The time span wasn't overnight. It was gradual over the course of many months and even years. The people were fed propaganda. They were told that Jews were liars, thieves, and outsiders. That they were different and less human. That they're not like you and me. Sound familiar?

As we continued through the museum we were swept deeper and deeper into the lives of these people. The most poignant moment for me was when I looked down and realized I was standing on a glass floor encasing hundreds of spent bullets. Bullets removed from a mass grave of murdered neighbors. Bullets used to kill hundreds of men, women and children who dared to be born into the Jewish faith. Or who dared to be born homosexual, mentally or physically disabled, or gypsies. People who dared to be born different. As well as the people who dared to speak up about the injustice. Political dissidents suffered the same fate as the Jews, gypsies, disabled and homosexual.

I had my Boy with me on the tour and one of the guides suggested I take him to the children's display "Daniel's Story." We started in Daniel's home. We saw a cute little living room and kitchen. We went into Daniel's room where my Boy saw a sock monkey on Daniel's shelf. The Boy collects sock monkeys and holds Sock Monkey very dear to his heart. Take a look at the shirt my Boy is wearing as he pretends to try to open the glass case to free the sock monkey.

When we continue through Daniel's Story we see where he went to school, where he was suddenly finding that his former friends would no longer play with him because he was a Jew. Where his teacher ridiculed him in front of the class for being a Jew -- it didn't matter to them last year. Suddenly it did. We see the streets of his town turn dark. The corner where his father ran a store was vandalized.

We see Daniel and his parents and sister being forced to pack a bag of just a few belongings as they were moved out of their home and into the ghetto. We see the dark, depressing conditions of the ghetto where Daniel and his sister can no longer go to school. Instead they go to work in factories making supplies for the war effort. Then we see where Daniel and his father are forced onto a train to go to a concentration camp while his mother and sister are forced onto another train for a different concentration camp. Daniel never sees his mother or sister again.

The Boy wasn't used to sad endings.

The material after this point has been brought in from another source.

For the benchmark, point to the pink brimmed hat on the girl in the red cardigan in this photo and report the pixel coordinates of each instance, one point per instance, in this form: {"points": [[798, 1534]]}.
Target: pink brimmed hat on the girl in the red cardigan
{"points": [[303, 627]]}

He teared up as he thought of his own sisters.

At the end there was a place where the kids could write notes or draw pictures for Daniel. He took them time to write a note of his own.

We left Daniel's Story to tour the rest of the museum. My oldest daughter decided to not continue. She was in tears and didn't want to see any more. She sat in the lobby. By this time the museum was getting crowded so we had to bypass some of the more busy sections. We saw artifacts of many of the murdered Jews. We saw shoes taken from Jews. Thousands of shoes. We saw photographs left behind. Thousands of them.

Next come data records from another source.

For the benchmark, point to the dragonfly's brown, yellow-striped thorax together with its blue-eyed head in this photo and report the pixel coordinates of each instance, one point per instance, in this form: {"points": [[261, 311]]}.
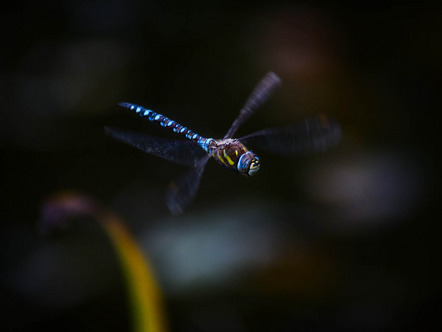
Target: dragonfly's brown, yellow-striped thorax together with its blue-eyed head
{"points": [[234, 155]]}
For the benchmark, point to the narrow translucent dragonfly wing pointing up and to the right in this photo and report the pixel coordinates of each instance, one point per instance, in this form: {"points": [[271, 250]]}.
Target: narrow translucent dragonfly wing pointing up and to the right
{"points": [[265, 88]]}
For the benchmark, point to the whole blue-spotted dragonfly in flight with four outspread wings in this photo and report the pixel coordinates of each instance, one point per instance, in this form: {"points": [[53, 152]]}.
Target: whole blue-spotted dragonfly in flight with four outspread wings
{"points": [[311, 135]]}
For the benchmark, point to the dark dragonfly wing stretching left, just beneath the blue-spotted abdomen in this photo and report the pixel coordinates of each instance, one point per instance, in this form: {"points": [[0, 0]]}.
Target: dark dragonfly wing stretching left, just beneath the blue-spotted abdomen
{"points": [[181, 152]]}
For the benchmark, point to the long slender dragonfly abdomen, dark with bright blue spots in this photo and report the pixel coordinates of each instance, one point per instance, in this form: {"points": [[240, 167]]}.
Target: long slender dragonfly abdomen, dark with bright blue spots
{"points": [[164, 121]]}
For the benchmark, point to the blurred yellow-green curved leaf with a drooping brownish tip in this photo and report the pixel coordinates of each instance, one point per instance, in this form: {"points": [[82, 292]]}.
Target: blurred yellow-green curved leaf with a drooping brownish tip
{"points": [[144, 294]]}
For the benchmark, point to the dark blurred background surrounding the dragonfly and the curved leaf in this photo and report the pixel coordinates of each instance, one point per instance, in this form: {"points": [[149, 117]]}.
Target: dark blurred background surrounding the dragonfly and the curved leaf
{"points": [[343, 240]]}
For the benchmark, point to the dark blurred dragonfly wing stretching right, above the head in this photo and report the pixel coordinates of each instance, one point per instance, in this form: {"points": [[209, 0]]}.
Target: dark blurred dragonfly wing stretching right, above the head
{"points": [[311, 135]]}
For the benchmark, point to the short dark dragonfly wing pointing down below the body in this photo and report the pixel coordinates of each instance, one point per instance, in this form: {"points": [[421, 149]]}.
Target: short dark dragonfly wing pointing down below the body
{"points": [[182, 192]]}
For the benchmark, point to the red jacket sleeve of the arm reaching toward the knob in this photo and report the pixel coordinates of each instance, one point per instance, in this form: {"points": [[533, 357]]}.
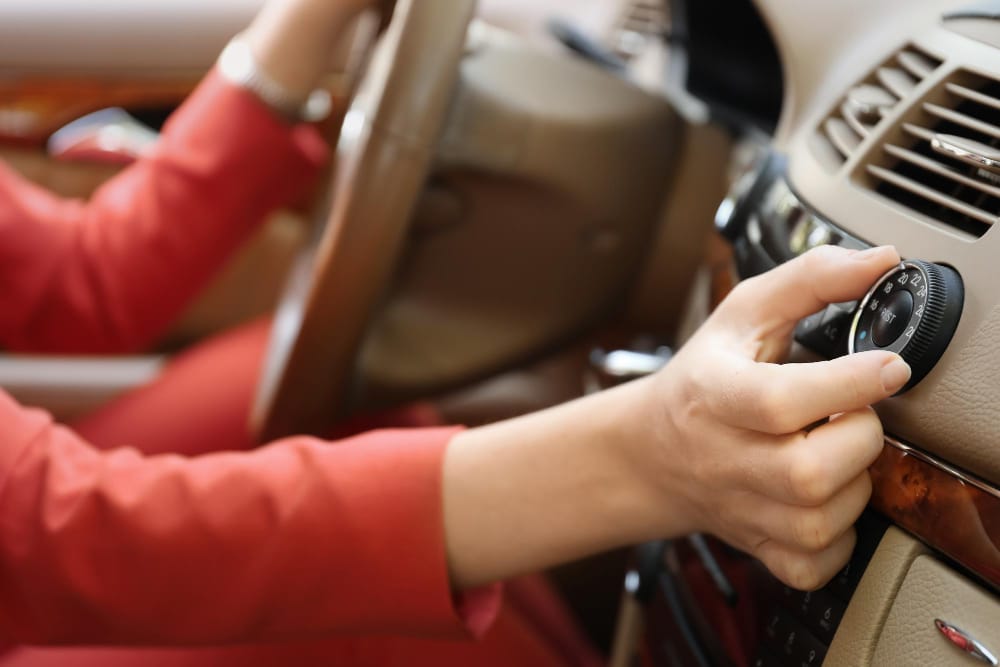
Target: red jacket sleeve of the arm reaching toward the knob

We saw ovens used to burn bodies

This museum was not for the faint-hearted. I found myself ushering my Boy away from some of the more graphic images and displays, but I still wanted him to get a sense of the horror.

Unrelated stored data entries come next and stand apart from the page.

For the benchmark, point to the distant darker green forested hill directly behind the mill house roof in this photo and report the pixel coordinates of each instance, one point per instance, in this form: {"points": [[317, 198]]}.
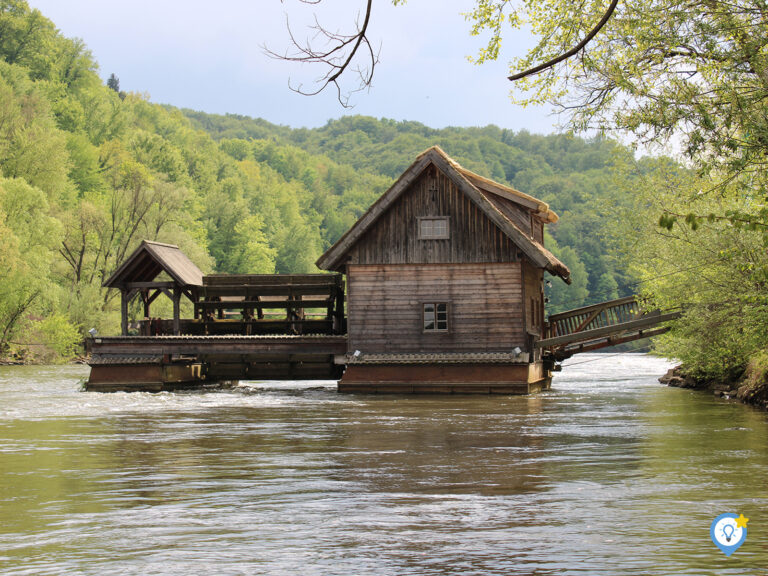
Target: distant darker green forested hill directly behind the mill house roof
{"points": [[575, 176]]}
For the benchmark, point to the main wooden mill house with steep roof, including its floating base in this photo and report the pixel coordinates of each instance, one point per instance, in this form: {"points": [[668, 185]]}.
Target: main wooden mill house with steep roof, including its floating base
{"points": [[445, 280]]}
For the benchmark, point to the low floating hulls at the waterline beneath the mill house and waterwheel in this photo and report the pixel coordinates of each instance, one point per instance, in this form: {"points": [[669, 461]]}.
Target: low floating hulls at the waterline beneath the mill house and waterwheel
{"points": [[168, 363]]}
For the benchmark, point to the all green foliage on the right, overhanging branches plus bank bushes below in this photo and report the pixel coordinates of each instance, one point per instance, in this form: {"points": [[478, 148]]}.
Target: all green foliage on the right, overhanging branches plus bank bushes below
{"points": [[694, 74]]}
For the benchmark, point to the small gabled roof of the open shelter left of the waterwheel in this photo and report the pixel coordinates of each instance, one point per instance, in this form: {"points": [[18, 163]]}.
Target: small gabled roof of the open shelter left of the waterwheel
{"points": [[152, 258]]}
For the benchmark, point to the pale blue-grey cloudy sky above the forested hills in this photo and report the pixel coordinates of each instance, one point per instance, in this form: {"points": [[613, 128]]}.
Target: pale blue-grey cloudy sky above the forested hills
{"points": [[209, 56]]}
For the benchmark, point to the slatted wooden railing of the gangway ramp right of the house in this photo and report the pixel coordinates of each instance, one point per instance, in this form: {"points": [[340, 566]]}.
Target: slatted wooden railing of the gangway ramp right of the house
{"points": [[592, 317]]}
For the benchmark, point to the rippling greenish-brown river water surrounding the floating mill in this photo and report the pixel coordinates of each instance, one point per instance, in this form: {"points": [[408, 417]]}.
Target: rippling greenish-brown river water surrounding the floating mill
{"points": [[608, 473]]}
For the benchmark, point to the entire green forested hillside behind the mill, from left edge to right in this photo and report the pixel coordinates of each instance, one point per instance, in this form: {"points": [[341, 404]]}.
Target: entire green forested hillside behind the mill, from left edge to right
{"points": [[88, 171]]}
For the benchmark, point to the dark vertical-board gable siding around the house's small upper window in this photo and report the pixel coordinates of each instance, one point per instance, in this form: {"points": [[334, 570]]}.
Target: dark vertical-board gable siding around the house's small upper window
{"points": [[394, 238]]}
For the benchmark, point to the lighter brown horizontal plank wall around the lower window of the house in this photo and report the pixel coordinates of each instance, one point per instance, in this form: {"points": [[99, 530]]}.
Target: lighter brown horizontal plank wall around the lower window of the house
{"points": [[386, 301]]}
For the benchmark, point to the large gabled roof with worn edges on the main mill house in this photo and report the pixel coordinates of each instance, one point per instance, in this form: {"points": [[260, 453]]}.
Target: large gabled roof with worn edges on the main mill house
{"points": [[478, 189]]}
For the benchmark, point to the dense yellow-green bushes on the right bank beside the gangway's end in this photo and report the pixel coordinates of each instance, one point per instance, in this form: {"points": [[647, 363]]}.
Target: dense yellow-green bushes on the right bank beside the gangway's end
{"points": [[717, 274]]}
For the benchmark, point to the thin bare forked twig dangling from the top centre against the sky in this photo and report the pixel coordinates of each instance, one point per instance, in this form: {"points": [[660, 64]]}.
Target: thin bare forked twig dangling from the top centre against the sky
{"points": [[336, 54]]}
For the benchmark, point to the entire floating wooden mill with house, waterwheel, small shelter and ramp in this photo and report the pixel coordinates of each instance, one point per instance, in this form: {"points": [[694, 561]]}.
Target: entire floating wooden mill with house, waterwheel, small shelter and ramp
{"points": [[444, 293]]}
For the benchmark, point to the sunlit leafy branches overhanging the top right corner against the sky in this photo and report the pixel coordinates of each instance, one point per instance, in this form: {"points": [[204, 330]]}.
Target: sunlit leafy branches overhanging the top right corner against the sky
{"points": [[658, 69]]}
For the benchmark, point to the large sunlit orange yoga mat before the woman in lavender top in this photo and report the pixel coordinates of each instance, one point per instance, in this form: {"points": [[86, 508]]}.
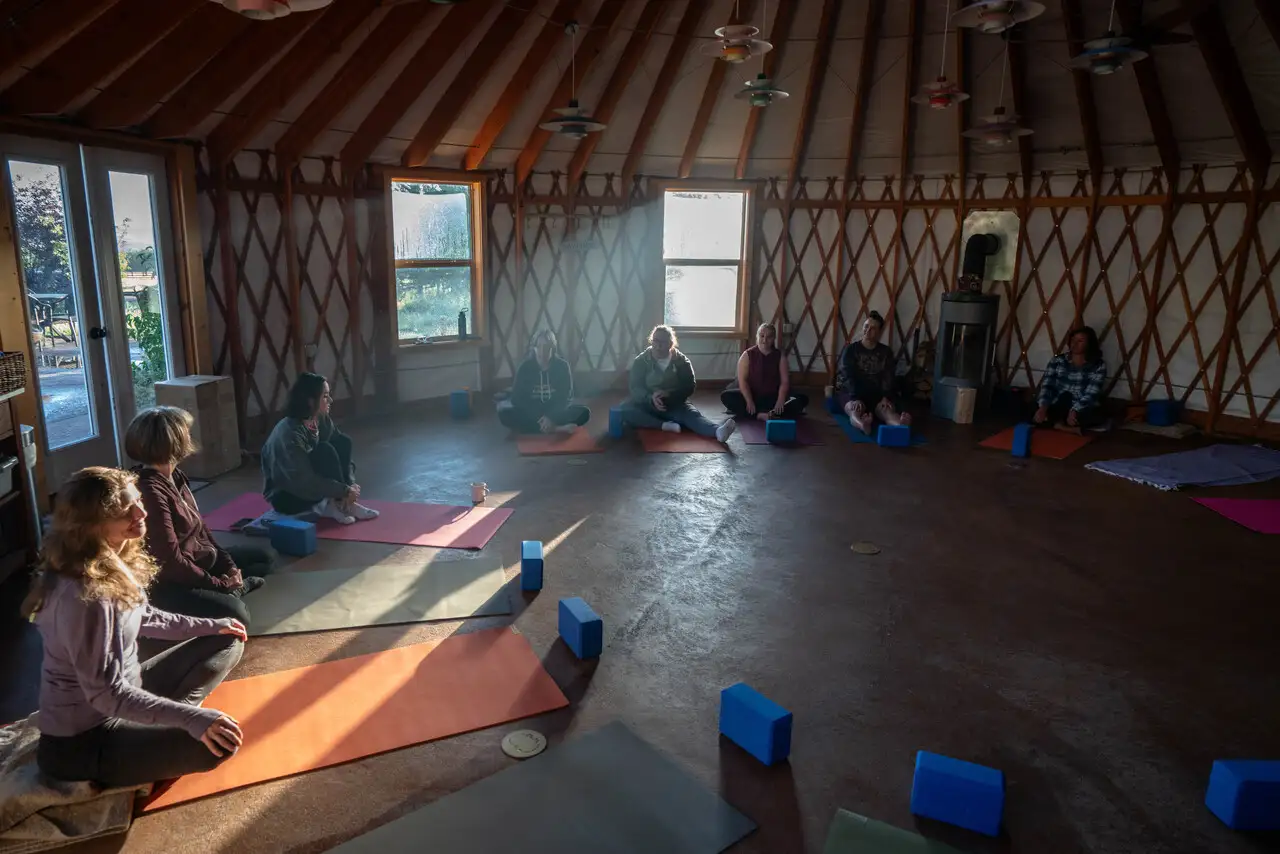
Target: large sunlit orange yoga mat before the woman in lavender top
{"points": [[318, 716]]}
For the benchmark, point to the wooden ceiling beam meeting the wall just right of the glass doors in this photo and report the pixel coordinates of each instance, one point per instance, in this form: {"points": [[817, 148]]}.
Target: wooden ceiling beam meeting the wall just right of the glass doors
{"points": [[264, 102]]}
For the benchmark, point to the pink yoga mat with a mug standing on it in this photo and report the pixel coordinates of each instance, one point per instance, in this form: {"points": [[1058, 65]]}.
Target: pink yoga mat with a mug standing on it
{"points": [[440, 526]]}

I was especially horrified with the section displaying the systematic testing and murdering of about 200,000 mentally and physically handicapped people. This touched home with me because we were still undergoing evaluation for my son's autism. Doctor's were the ones going through medical files to single out the patients who would be "euthanized". Doctors -- the very people who these victims went to for help with their condition.

As we were leaving, I saw this on the wall:

Well I'm going to speak out now. And I will continue to speak out. We can not allow the hateful ideology that is so rampant in the current political race to seep into our minds and plant the seeds of hatred that will grow into another holocaust. We are Americans.

"Give me your tired, your poor, Your huddled masses yearning to breathe free, The wretched refuse of your teeming shore. Send these, the homeless, tempest-tossed to me, I lift my lamp beside the golden door!"

As an American citizen, I'd like to invite the candidates to tour the museum. For all our sake.